詩「『船』 たにぐちまゆ」ーー人としてのわたしを尊重して

『船』         たにぐちまゆ
精神科病院に入院している私たちは、船旅をする旅行者のようなものです。
外に出たくても、一面は海原なので降りられないのです。
時々港に寄って、一部の人が降りたり乗ったりしますが、他の人たちは、ただ窓から外を見ていることしかできません。
  最近は、豪華客船のような、一見ホテルみたいな船もありますが、乗っているのが楽しいわけではないし、何より忘れないでほしいのは、乗りたくて、乗っていたくて、乗っている船ではではないということです。
 私たちの中には、世間や家族などの人々の手によって船に乗せられた人も多いので、世間の人々によってしか降りられない、果ても終わりもない旅なのです。
 出会った中には、30~40年、船の中にいる人もいますが、もはや旅というより、幽閉ともいえるでしょう。想像してみてください。海原しか見えない船の中で、一生の大半を送っている人たちののことを。
 よく、私たちのことを、『退院の意欲が乏しい』と言う人たちもいますが、長い間行先もなく、海しか見えない人たちが、いきなり退院、つまり見えない陸に降りて生きていきなさいと言われたら、不安感と見捨てられたのではないかという恐怖感、絶望感に苛まれ、「出たくない」と言ってしまうのは当たり前のことなのです。

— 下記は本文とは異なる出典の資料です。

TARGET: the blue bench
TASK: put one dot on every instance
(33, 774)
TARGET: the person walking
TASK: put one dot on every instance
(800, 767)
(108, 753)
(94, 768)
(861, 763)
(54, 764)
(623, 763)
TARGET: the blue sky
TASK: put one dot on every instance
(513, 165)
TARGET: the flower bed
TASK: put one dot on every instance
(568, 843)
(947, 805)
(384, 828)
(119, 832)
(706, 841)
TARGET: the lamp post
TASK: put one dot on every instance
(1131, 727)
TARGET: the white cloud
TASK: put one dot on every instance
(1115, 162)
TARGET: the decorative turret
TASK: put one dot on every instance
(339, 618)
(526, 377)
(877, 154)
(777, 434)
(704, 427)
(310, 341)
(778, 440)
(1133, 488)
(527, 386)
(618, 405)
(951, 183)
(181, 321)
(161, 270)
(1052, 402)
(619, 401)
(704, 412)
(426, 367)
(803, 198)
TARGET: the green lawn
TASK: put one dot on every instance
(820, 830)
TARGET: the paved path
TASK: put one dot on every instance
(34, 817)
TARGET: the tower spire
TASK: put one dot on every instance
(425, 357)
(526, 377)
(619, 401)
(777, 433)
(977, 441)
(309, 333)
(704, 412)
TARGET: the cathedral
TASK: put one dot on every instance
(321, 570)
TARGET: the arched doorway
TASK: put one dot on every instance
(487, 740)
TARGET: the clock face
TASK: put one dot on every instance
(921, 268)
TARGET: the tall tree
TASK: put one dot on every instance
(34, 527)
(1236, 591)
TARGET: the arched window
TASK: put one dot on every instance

 目指すべきことは、『退院意欲の喚起』ではなく、旅が長くならないうちに船から降りられるように手助けをする、あるいは言ってしまえば、そもそも必要もなく、無理に船に乗せてしまうことを避けなければなりません。

 

たにぐちまゆさんは、見るところ40歳代の温和そうな女性です。
表情はいくらか微笑を湛えているようにみえます。
現在、NPO大阪精神医療人権センター理事、DPI日本会議常任委員。
この詩はとても心をう打つ、こみ上げてくるものがあります。
精神病者の底深い絶望と、社会から置いてきぼりをくった越えられぬ暗い壁をかきむしり、その爪から真っ赤な血を滴り落として、その激しい煩悶の後に、自分の生を立て直そうとする静謐な精神を、みごとに紡ぎだしている。

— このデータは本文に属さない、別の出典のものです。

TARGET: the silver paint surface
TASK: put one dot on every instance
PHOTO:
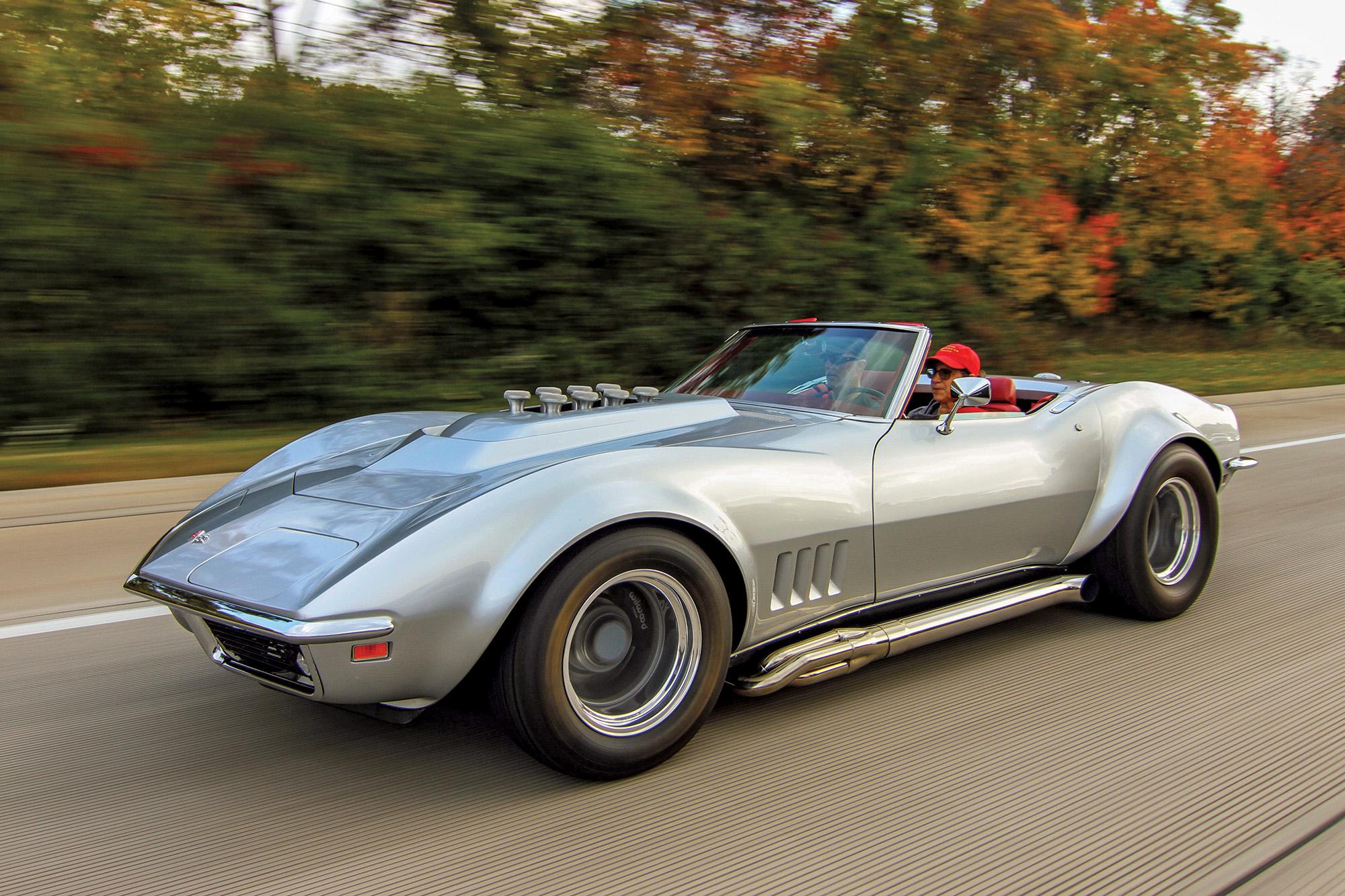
(453, 517)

 この心の地平い至るまで、たにぐちさんは自分の生の理不尽さに煩悶し、死の淵を覗いただろう。
ここに書かれている、他者による強制による入院、また他者による退院、みんな世間のあなたたちの都合でしょう、私のことなのに自分の希望が圧殺されされ続けるのに、だとしたら結局あなたたちに「船」から降ろしてもらうしかないのに、乗せたら知らん顔。岸から見えなくなったら、存在しないものにされてしまう。これは、平和のなかの殺人にも等しいのではないか。
他者性において存在する人間の本質を抹消しているのである。
この告発は誰にむっかてなされているのか。
 たにぐちさんの静謐な行間に、人としての希望を激しく求める嗚咽と絶叫を聴くのは、わたくしだけだろうか。